It seems that black people do agree that black identity has something to do with Africa. Unfortunately, that's not enough.
Do you know what black politics is? Is it reverse racism? Is it a conspiracy to take over the world? Or, is it just a hustle for black politicians, sellouts, and Uncle Toms?
The backlash from white and black Americans to the election of Barack Obama, the first black president of the USA, exposed an urgent need for white and black Americans to better understand what black politics is.
On the one hand, too many white people do not understand the agenda of the Black Lives Matter movement (BLM) in the Age of Obama. Many believe the propaganda that frames the BLM as a racist hate group and a terrorist organization. In fact, the Black Panther Party in the 1960s and 1970s was portrayed as criminals wielding guns and plundering their own communities. Yes, this is a gross misconception of black politics. An outright lie. Pure nonsense.
On the other hand, many black people are blind to the black political significance of Barack Obama's election and cannot comprehend his actions as an African-American president of the USA. Not only do many black people charge Obama for doing nothing to help African Americans, they say he's not black enough. Meanwhile, we can’t even recognize or appreciate the artistic forms of black politics in Spike Lee's controversial film Chiraq, which calls attention to gun violence in poor black neighborhoods, or Beyonce's Super Bowl performance and "Formation" song and video, which boldly displays the plight and quandaries of our invisible black lives, concerns, and frustrations in America. Mr. Lee and Queen Bey are now being accused of exploiting the black community. Also, some black people have recently thrown notable civil rights gladiator John Lewis under the bus for endorsing Hillary Clinton instead of Bernie Sanders and for saying, “I never saw him [Bernie Sanders]. I never met him.” Yes, I'm afraid to say that this might be the fault of black-on-black player-hating, or the effects of the "post traumatic slave syndrome," or, I hope, a misunderstanding of black politics.

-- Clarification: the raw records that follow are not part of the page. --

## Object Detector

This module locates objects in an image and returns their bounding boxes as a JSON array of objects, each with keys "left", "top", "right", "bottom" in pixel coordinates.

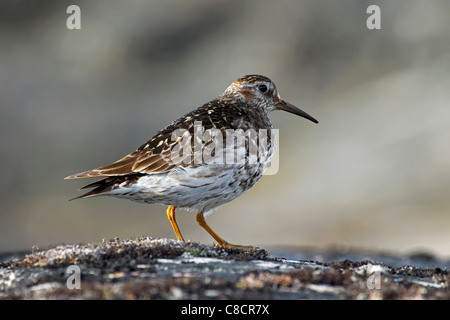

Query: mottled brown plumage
[{"left": 66, "top": 75, "right": 318, "bottom": 249}]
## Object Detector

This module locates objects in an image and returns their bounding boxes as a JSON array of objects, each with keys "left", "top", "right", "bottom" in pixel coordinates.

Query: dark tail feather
[
  {"left": 79, "top": 179, "right": 108, "bottom": 190},
  {"left": 69, "top": 177, "right": 115, "bottom": 201},
  {"left": 68, "top": 174, "right": 144, "bottom": 201}
]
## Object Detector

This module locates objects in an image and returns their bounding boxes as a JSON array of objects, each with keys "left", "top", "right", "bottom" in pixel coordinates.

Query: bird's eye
[{"left": 258, "top": 84, "right": 268, "bottom": 93}]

Whatever the case, we need to talk about black politics. Right now.
A lot of African Americans think that economic independence will solve black people’s main problems. Black people don’t need to seek more money. In fact, the buying power of African Americans is approximately 1.1 trillion dollars.
We need to do more politics.
I hear over and over, "black people should support black businesses only." This gospel of economic racial uplift has its roots in the freedom-fighting strategies of Booker T. Washington, Marcus Garvey, the Nation of Islam, and others who understandably uphold economic independence as the engine of social progress and the guarantor of political power (even if it's bought) in America. And the romanticized Black Wall Street, in Greenwood, Oklahoma is a reminder of the kingdom that awaits those who commit to black economic independence.
I don't deny the importance and the advantages of incorporating and supporting black-owned businesses in order to put more money in people’s pockets, in divested black communities for housing and educational and health resources. Nor do I oppose a black political community.